All of lore.kernel.org
 help / color / mirror / Atom feed
From: Johannes Schindelin <Johannes.Schindelin@gmx.de>
To: Jeff Hostetler <git@jeffhostetler.com>
Cc: Slavica Djukic via GitGitGadget <gitgitgadget@gmail.com>,
	git@vger.kernel.org, Junio C Hamano <gitster@pobox.com>,
	Slavica Djukic <slawica92@hotmail.com>
Subject: Re: [PATCH 07/11] Add a function to determine unique prefixes for a list of strings
Date: Mon, 13 May 2019 14:48:18 +0200 (CEST)	[thread overview]
Message-ID: <nycvar.QRO.7.76.6.1905131405210.44@tvgsbejvaqbjf.bet> (raw)
In-Reply-To: <1be9b470-6daa-a50e-ba3a-432520721b0f@jeffhostetler.com>

Hi Jeff,

On Thu, 18 Apr 2019, Jeff Hostetler wrote:

> On 4/10/2019 1:37 PM, Slavica Djukic via GitGitGadget wrote:
> > From: Slavica Djukic <slawica92@hotmail.com>
> >
> > In the `git add -i` command, we show unique prefixes of the commands and
> > files, to give an indication what prefix would select them.
> >
> > Naturally, the C implementation looks a lot different than the Perl
> > implementation: in Perl, a trie is much easier implemented, while we
> > already have a pretty neat hashmap implementation in C that we use for
> > the purpose of storing (not necessarily unique) prefixes.
> >
> > The idea: for each item that we add, we generate prefixes starting with
> > the first letter, then the first two letters, then three, etc, until we
> > find a prefix that is unique (or until the prefix length would be
> > longer than we want).
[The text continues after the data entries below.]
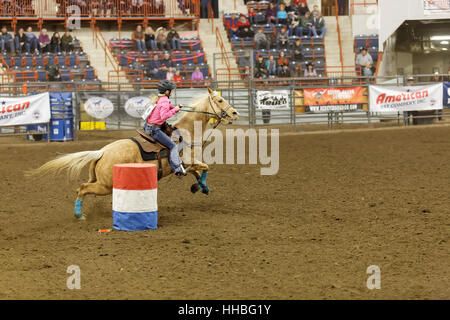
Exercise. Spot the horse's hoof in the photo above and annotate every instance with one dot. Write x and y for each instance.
(205, 190)
(195, 187)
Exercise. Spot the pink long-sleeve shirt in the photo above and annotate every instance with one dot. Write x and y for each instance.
(163, 111)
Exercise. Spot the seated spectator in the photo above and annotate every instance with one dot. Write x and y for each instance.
(261, 40)
(251, 15)
(271, 66)
(306, 24)
(282, 17)
(44, 41)
(363, 58)
(298, 72)
(284, 72)
(303, 9)
(260, 68)
(167, 60)
(282, 38)
(232, 25)
(154, 66)
(67, 42)
(297, 50)
(282, 61)
(150, 40)
(293, 24)
(21, 43)
(319, 25)
(245, 32)
(32, 40)
(367, 71)
(310, 72)
(271, 13)
(139, 39)
(55, 43)
(177, 77)
(243, 22)
(315, 13)
(6, 39)
(161, 40)
(173, 38)
(197, 75)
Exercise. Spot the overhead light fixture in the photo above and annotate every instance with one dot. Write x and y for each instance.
(440, 38)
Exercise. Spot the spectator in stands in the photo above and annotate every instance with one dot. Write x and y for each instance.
(243, 22)
(21, 41)
(6, 39)
(306, 24)
(161, 40)
(55, 43)
(251, 15)
(319, 25)
(204, 5)
(363, 58)
(138, 37)
(282, 17)
(44, 41)
(261, 40)
(67, 42)
(154, 66)
(167, 60)
(32, 40)
(232, 25)
(260, 68)
(297, 50)
(316, 11)
(177, 77)
(150, 40)
(271, 13)
(271, 66)
(367, 71)
(282, 38)
(245, 32)
(303, 9)
(310, 72)
(197, 75)
(282, 61)
(170, 74)
(284, 72)
(173, 38)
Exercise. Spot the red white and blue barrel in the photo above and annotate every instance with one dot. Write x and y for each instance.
(135, 189)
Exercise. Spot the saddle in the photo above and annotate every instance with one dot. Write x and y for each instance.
(150, 149)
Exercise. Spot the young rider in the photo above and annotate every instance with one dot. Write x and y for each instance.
(162, 111)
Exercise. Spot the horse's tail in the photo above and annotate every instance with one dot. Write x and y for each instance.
(73, 163)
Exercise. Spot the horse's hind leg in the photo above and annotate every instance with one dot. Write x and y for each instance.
(85, 189)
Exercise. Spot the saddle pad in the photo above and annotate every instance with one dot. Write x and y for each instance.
(149, 151)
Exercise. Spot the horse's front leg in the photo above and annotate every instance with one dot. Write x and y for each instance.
(200, 171)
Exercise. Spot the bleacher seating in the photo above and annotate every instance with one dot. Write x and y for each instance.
(137, 64)
(313, 47)
(32, 67)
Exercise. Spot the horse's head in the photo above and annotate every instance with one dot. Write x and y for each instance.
(222, 108)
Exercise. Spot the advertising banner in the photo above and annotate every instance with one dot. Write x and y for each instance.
(25, 110)
(272, 100)
(436, 7)
(334, 99)
(412, 98)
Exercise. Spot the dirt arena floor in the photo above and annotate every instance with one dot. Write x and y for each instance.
(341, 202)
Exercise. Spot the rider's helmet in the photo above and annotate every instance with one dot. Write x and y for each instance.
(165, 85)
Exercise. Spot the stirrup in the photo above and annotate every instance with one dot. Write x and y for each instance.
(182, 172)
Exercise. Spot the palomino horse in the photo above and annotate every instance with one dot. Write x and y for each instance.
(102, 161)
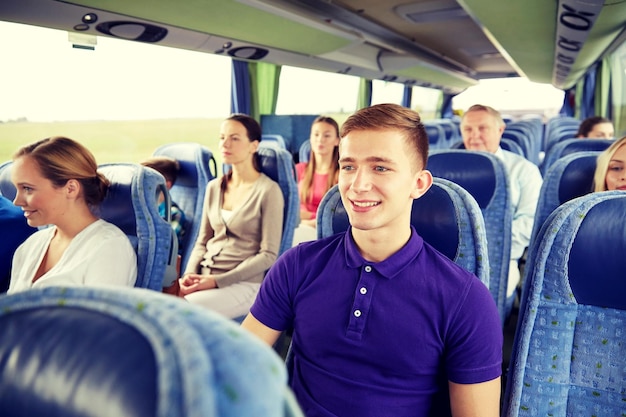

If we encounter a previously-unique prefix on the
> > way, we adjust that item's prefix to make it unique again (or we mark it
> > as having no unique prefix if we failed to find one). These partial
> > prefixes are stored in a hash map (for quick lookup times).
> >
> > To make sure that this function works as expected, we add a test using a
> > special-purpose test helper that was added for that purpose.
> >
> > Note: We expect the list of prefix items to be passed in as a list of
> > pointers rather than as regular list to avoid having to copy information
> > (the actual items will most likely contain more information than just
> > the name and the length of the unique prefix, but passing in `struct
> > prefix_item *` would not allow for that).
> >
> > Signed-off-by: Slavica Djukic <slawica92@hotmail.com>
> > Signed-off-by: Johannes Schindelin <johannes.schindelin@gmx.de>
> > ---
> > diff --git a/prefix-map.c b/prefix-map.c
> > new file mode 100644
> > index 0000000000..3c5ae4ae0a
> > --- /dev/null
> > +++ b/prefix-map.c
> > @@ -0,0 +1,111 @@
> > +#include "cache.h"
> > +#include "prefix-map.h"
> > +
> > +static int map_cmp(const void *unused_cmp_data,
> > +		   const void *entry,
> > +		   const void *entry_or_key,
> > +		   const void *unused_keydata)
> > +{
> > +	const struct prefix_map_entry *a = entry;
> > +	const struct prefix_map_entry *b = entry_or_key;
> > +
> > +	return a->prefix_length != b->prefix_length ||
> > +		strncmp(a->name, b->name, a->prefix_length);
> > +}
> > +
> > +static void add_prefix_entry(struct hashmap *map, const char *name,
> > +			     size_t prefix_length, struct prefix_item *item)
> > +{
> > +	struct prefix_map_entry *result = xmalloc(sizeof(*result));
> > +	result->name = name;
> > +	result->prefix_length = prefix_length;
> > +	result->item = item;
> > +	hashmap_entry_init(result, memhash(name, prefix_length));
> > +	hashmap_add(map, result);
> > +}
> > +
> > +static void init_prefix_map(struct prefix_map *prefix_map,
> > +			    int min_prefix_length, int max_prefix_length)
> > +{
> > +	hashmap_init(&prefix_map->map, map_cmp, NULL, 0);
> > +	prefix_map->min_length = min_prefix_length;
> > +	prefix_map->max_length = max_prefix_length;
> > +}
> > +
> > +static void add_prefix_item(struct prefix_map *prefix_map,
> > +			    struct prefix_item *item)
> > +{
> > +	struct prefix_map_entry *e = xmalloc(sizeof(*e)), *e2;
> > +	int j;
> > +
> > +	e->item = item;
> > +	e->name = e->item->name;
> > +
> > +	for (j = prefix_map->min_length; j <= prefix_map->max_length; j++) {
> > +		if (!isascii(e->name[j])) {
>
> This feels odd, if I understand the intent.
>
> First, why "isascii()" rather than just non-zero?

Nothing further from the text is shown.